Nice. Soothing, flatly dramatic, synth-driven pop. Like the record skipped back to 1982, these repetitive electronic songs about the songwriter’s soul are presented with a refreshing absence of irony, rising above the past three decades’ tumult of fashion and counter-fashion. A bassline wanders through an electronic jungle of dripping textures. This is not music I look to for startling lyrics, or to shatter the ice of complacency, or to subvert commercial paradigms. No revolutions here. Instead, I celebrate its inevitability. It’s a watercolor wash over life’s walls’ imperfections. It’s good. Like prom without the awkwardness.

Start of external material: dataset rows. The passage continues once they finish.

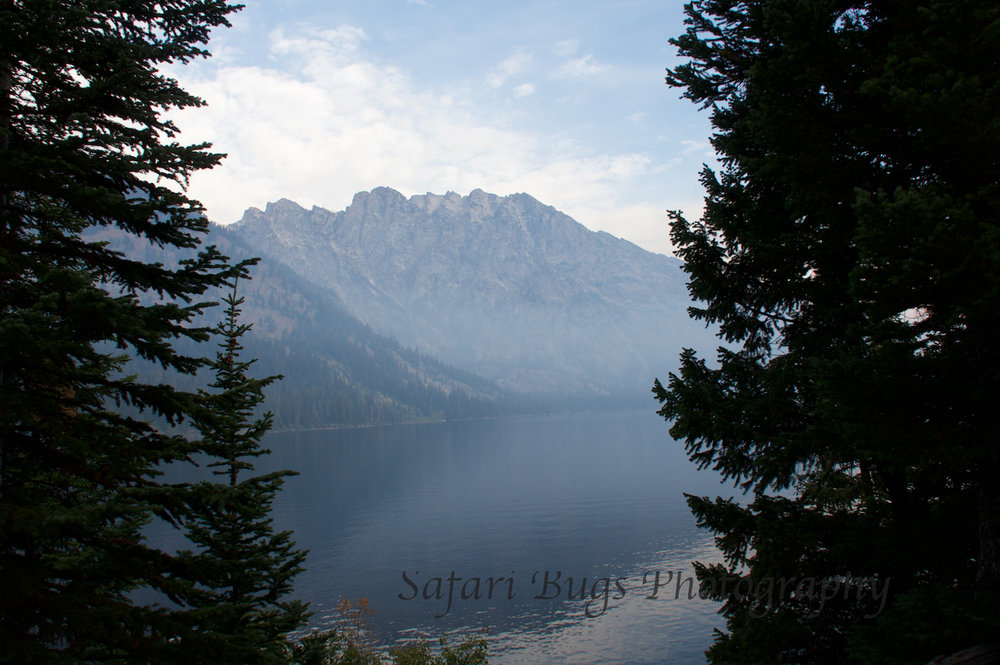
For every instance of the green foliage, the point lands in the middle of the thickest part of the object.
(350, 644)
(237, 607)
(84, 144)
(850, 253)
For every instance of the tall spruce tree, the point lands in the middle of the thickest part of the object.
(239, 608)
(849, 251)
(84, 144)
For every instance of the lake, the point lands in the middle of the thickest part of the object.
(548, 533)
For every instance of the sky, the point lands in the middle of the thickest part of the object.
(316, 100)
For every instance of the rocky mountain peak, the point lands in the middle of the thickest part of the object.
(506, 287)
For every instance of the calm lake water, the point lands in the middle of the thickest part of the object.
(515, 520)
(563, 540)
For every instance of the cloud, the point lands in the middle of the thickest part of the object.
(512, 66)
(580, 67)
(566, 47)
(323, 121)
(524, 90)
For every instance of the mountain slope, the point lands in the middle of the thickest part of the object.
(337, 371)
(505, 287)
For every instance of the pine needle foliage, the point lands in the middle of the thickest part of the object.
(849, 252)
(239, 610)
(85, 147)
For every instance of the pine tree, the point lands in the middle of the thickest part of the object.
(85, 146)
(238, 610)
(850, 253)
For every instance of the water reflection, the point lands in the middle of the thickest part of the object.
(592, 496)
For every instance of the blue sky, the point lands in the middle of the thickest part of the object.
(315, 101)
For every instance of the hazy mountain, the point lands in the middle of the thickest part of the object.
(505, 287)
(337, 370)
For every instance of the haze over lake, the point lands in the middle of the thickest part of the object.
(519, 500)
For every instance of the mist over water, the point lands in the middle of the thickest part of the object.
(570, 517)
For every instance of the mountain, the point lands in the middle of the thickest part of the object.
(337, 371)
(504, 287)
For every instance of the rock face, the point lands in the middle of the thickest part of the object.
(508, 288)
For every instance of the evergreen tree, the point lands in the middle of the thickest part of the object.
(84, 145)
(849, 251)
(239, 609)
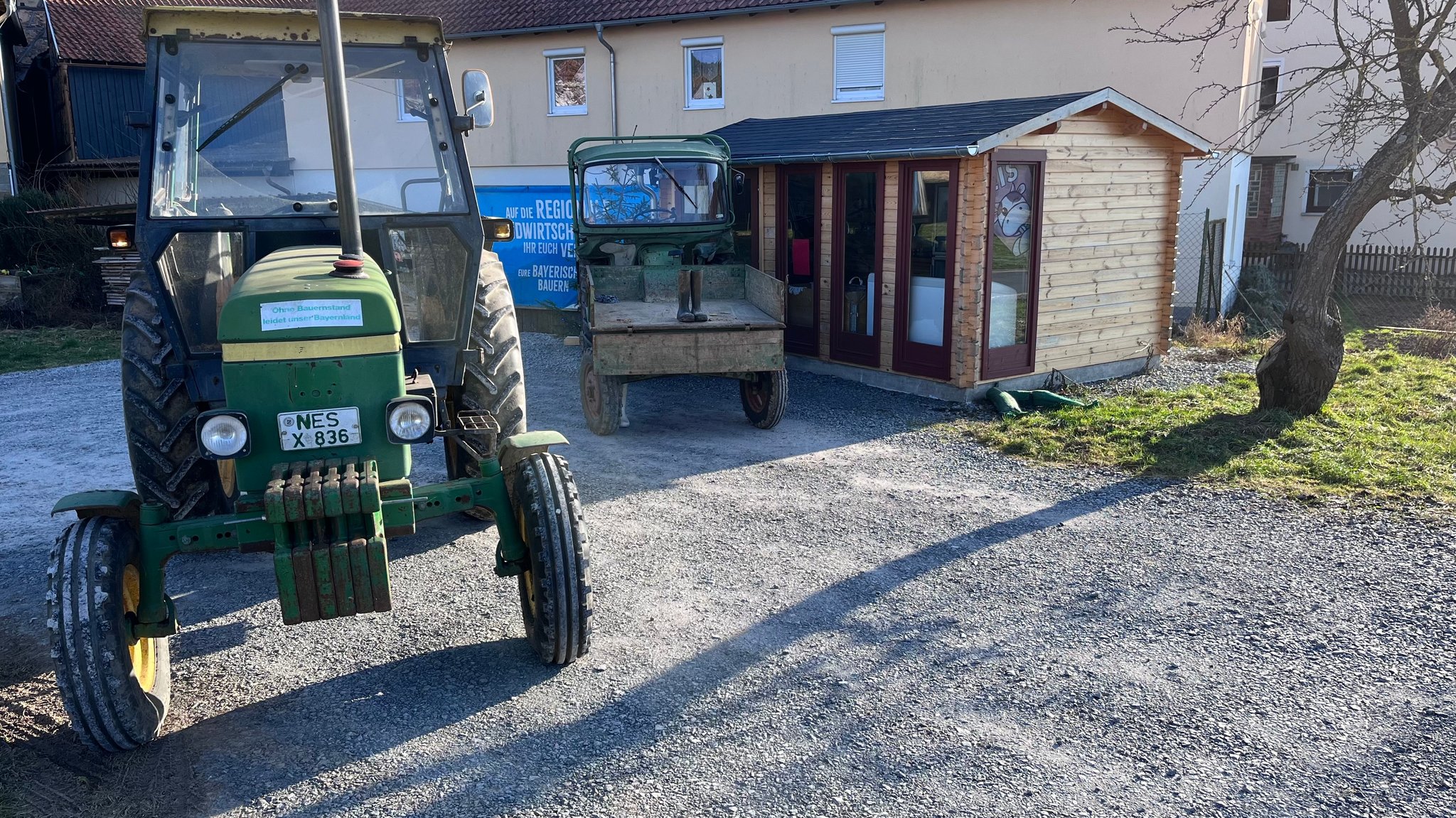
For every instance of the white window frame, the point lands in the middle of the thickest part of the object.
(702, 44)
(1251, 198)
(552, 55)
(1279, 86)
(864, 94)
(1310, 183)
(400, 97)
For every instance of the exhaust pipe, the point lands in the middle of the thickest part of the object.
(351, 237)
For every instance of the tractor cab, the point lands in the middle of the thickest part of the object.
(651, 200)
(242, 166)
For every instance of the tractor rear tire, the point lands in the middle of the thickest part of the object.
(600, 398)
(765, 398)
(496, 380)
(557, 603)
(115, 691)
(159, 415)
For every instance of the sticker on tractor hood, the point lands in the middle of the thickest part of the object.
(312, 312)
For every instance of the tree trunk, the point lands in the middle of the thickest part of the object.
(1300, 369)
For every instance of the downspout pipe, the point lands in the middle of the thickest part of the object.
(612, 69)
(351, 239)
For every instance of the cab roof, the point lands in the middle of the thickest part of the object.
(628, 149)
(291, 25)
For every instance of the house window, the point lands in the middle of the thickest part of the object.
(1325, 187)
(704, 72)
(860, 63)
(1251, 203)
(411, 101)
(1268, 86)
(567, 79)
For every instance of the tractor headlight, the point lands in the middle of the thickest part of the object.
(411, 419)
(223, 434)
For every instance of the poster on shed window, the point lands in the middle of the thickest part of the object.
(540, 262)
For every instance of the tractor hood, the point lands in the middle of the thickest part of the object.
(290, 296)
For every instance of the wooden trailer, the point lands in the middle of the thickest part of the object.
(631, 332)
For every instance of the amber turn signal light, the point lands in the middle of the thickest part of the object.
(119, 237)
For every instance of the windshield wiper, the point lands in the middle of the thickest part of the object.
(680, 190)
(291, 75)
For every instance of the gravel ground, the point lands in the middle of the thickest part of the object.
(1181, 367)
(855, 613)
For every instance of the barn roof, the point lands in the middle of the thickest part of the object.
(933, 130)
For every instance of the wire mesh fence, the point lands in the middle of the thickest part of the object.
(1374, 286)
(1197, 267)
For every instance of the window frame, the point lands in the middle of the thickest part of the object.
(837, 33)
(1279, 86)
(400, 98)
(1310, 188)
(704, 44)
(552, 55)
(1019, 358)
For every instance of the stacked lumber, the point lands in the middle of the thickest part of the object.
(115, 274)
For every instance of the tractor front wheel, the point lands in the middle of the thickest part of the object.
(557, 587)
(765, 398)
(600, 398)
(115, 689)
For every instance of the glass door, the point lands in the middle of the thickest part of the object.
(925, 267)
(1012, 264)
(798, 255)
(857, 262)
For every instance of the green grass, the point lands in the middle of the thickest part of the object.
(57, 347)
(1386, 436)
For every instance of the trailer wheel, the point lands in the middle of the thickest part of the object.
(765, 398)
(557, 587)
(159, 415)
(115, 690)
(600, 398)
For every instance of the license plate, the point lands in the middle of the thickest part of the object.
(319, 429)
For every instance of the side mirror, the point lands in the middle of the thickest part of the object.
(479, 105)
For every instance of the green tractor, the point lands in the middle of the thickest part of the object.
(309, 309)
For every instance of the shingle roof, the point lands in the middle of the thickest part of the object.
(109, 31)
(933, 130)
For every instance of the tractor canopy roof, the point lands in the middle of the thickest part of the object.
(293, 25)
(692, 147)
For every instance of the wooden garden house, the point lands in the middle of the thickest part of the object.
(941, 249)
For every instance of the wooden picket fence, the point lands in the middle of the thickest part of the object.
(1368, 271)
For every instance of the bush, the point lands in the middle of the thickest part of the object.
(53, 258)
(1260, 298)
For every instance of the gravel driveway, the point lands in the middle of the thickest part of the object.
(855, 613)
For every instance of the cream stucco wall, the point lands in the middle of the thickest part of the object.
(781, 65)
(1297, 127)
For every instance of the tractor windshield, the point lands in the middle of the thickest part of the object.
(242, 130)
(654, 191)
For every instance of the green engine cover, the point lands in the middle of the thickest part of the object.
(304, 355)
(290, 296)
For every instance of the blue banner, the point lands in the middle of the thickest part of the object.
(540, 262)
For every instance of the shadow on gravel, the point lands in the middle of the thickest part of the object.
(414, 696)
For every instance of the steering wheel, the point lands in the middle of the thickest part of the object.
(663, 215)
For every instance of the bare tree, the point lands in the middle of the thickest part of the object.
(1383, 77)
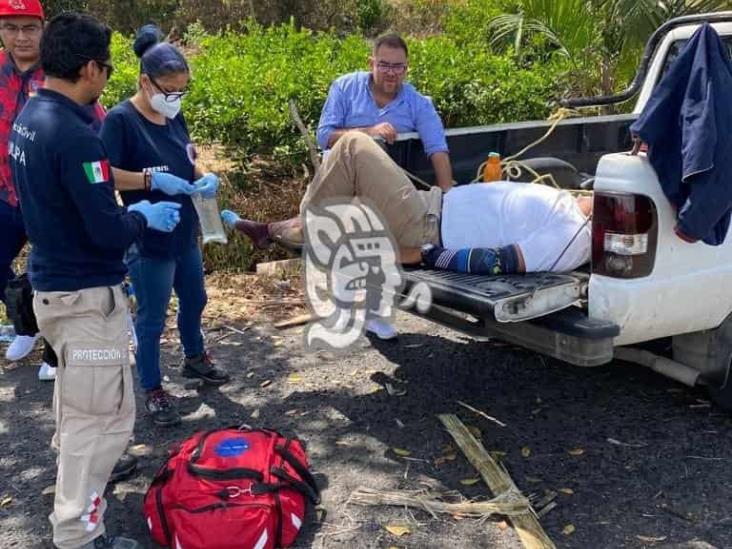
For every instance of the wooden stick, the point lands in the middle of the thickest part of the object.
(295, 321)
(314, 157)
(482, 414)
(508, 505)
(526, 524)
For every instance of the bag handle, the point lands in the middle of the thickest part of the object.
(301, 470)
(226, 474)
(292, 482)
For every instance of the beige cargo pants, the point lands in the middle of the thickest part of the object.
(357, 167)
(93, 401)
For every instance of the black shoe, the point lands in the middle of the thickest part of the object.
(203, 367)
(111, 542)
(125, 466)
(161, 407)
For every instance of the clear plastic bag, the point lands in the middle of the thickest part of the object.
(212, 229)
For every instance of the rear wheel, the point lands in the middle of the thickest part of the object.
(722, 396)
(710, 352)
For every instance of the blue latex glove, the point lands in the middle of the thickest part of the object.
(207, 185)
(161, 216)
(170, 184)
(229, 218)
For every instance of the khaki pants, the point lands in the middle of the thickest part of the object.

Laurie Anderson. Homeland. Nonesuch.

Laurie Anderson is inarguably the most important artist currently working in the Cleveland, Ohio, multimedia performance art scene. Her latest album features a bevy of Cleveland greats, including virtuoso classical guitarist and humanitarian Lou Reed, and the modest saxophone session man John Zorn. It is nothing short of remarkable that the under-rated, misunderstood, vilified city of Cleveland could boast talent comparable to that of major coastal cities. Indeed, Anderson’s work has been studiously ignored by The Los Angeles Times, the New York Times, The Boston Globe, The New Yorker, and even The London Times and Guardian. Could it be that her warmth, her homespun femininity, her low-tech, down-to-earth midwestern sensibilities just don’t register with the tastemakers of culturally dominant cities? Or is the problem more dire: that the Manhattan elite must ignore the world across the poisonous Hudson, and continuously regurgitate the same flat, dull, precious, pretentious, overblown, craftless, “conceptual,” cold, dry, flat, waxen, posturing, phony figures decade after decade, overlooking the amazing strides forward taken and aesthetic boundaries forever shattered by cities like Cleveland?

I swear this CD looks pretty good. DVD and all. I’m probably going to take the shrinkwrap off it this weekend, and play it while I mow the lawn.